Hi Kristof, glad to read You!
I do not believe that to be the case. The first fragment, containing the protocol header, will also have an IPv6 fragment header and will also be allowed unconditionally.
No, doc clearly says
Such rule would match all not the first fragment datagrams
and this is how it works. I did this for testing, and it got the things through.
I agree that this is not a very safe solution, only slightly better than the one mentioned before.
Sadly it's not. The awful choice here, either deny IPv6 fragmentation at all, or open a simple way of bypassing firewall policy, is what motivated me to fix this issue in pf in the first place.
pf fully reassembles the packet before processing it. That fixes the above concerns, but comes at a performance cost.
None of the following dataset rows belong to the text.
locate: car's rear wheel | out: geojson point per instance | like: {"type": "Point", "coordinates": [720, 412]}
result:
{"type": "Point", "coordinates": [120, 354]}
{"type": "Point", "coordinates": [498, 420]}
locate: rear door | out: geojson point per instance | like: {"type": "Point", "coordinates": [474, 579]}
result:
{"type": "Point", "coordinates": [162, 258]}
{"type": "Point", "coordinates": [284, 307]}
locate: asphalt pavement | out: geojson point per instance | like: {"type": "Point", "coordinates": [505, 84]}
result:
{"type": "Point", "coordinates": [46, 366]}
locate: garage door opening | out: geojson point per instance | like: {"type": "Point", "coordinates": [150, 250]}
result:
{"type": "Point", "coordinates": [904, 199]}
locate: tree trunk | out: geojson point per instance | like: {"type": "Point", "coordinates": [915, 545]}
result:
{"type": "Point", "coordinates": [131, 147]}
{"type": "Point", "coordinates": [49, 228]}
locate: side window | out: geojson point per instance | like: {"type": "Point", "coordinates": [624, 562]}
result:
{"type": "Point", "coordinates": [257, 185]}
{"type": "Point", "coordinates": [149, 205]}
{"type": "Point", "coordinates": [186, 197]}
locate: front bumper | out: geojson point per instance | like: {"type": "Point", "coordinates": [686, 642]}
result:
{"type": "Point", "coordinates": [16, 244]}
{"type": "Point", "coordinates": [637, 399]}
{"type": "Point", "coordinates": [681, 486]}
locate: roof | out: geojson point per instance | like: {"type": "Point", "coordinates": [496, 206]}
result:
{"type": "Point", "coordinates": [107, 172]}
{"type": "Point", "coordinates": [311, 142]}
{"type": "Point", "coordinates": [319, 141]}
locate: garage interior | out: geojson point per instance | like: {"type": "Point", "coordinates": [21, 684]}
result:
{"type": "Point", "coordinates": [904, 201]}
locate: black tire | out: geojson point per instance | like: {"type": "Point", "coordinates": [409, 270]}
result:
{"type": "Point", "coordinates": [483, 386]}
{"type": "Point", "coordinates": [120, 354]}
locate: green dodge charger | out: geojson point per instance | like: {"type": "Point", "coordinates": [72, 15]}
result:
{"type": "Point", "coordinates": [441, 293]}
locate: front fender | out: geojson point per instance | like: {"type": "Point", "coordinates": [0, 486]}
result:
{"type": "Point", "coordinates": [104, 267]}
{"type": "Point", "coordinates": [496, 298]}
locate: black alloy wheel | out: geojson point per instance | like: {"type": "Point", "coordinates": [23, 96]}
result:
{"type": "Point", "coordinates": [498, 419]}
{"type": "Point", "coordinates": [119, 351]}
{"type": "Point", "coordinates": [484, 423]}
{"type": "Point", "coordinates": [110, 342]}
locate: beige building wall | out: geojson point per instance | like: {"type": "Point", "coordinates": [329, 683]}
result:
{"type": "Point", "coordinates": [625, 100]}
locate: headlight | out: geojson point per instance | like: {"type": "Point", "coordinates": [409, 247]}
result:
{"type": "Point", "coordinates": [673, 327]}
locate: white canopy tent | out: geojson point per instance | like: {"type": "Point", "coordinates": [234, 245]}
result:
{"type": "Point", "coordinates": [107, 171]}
Ah. Yes, that's what Andrey's patch in the bug report also does. And it works here. Only, it does not really solve the problem...
Performance is the reason, yes. Not fragmenting in routers along the path allows them to implement everything in hardware. Fragmenting is typically handled by the router's software, and this is much, much slower.
Performance is not the only reason, as I learned yesterday. Inflight de-/refragmentation does just
not work in IPv6. And now I am very very curious how You tackle this issue.
Situation :
Code:
router --<mtu=1492>-- INTERNET --<mtu=1480>-- othersite
|
client
What happens:
Code:
client# ping -u -c 1 -s 1452 othersite
PING6(1500=40+8+1452 bytes)
out: IP6 ICMP6, echo request, seq 0, length 1460
in: IP6 ICMP6, packet too big, mtu 1492
## this comes back from router, and it is correct.
## next try:
client# ping -u -c 1 -s 1452 othersite
PING6(1500=40+8+1452 bytes)
out: frag (0|1440) ICMP6, echo request, seq 0, length 1440
out: frag (1440|20)
in: ICMP6, packet too big, mtu 1480
## this now comes back from INTERNET, and it is also correct
## next try:
client# ping -u -c 1 -s 1452 othersite
PING6(1500=40+8+1452 bytes)
out: frag (0|1432) ICMP6, echo request, seq 0, length 1432
out: frag (1432|28)
in: ICMP6, packet too big, mtu 1480
Ouch - why does this happen? On the router is this:
[edit:
ping -m
is
ping -u
if you're on rel 12 or 13]
Code:
09760 2 1556 count ipv6-icmp from any to <othersite>
09765 82551 59384861 divert 8677 // internet(6)[FILTER][suricata]
09770 1 1500 count ipv6-icmp from any to <othersite>
And the manpage says:
Incoming packet fragments diverted by divert are reassembled before delivery to the socket.
Now it gets interesting: packets that come back from a divert socket are not sent per
netinet6/ip6_forward.c, they are sent with
netinet6/ip6_output.c. And
ip6_output() does (re)fragment.
But, the router can only see it's own mtu=1492. The ICMP6 "packet too big" from INTERNET had been sent to the client, the router cannot know this! So the whole thing is stuck at this point.
If, alternatively, we would send with
ip6_forward(), then this would only create another
ICMP packet too big, mtu 1492
sent to the client - which doesn't help either.
So this is the reason why inflight de-/refragmentation is not a good idea: if you do it, while everybody else does rather send icmp too-big, then that doesn't interplay.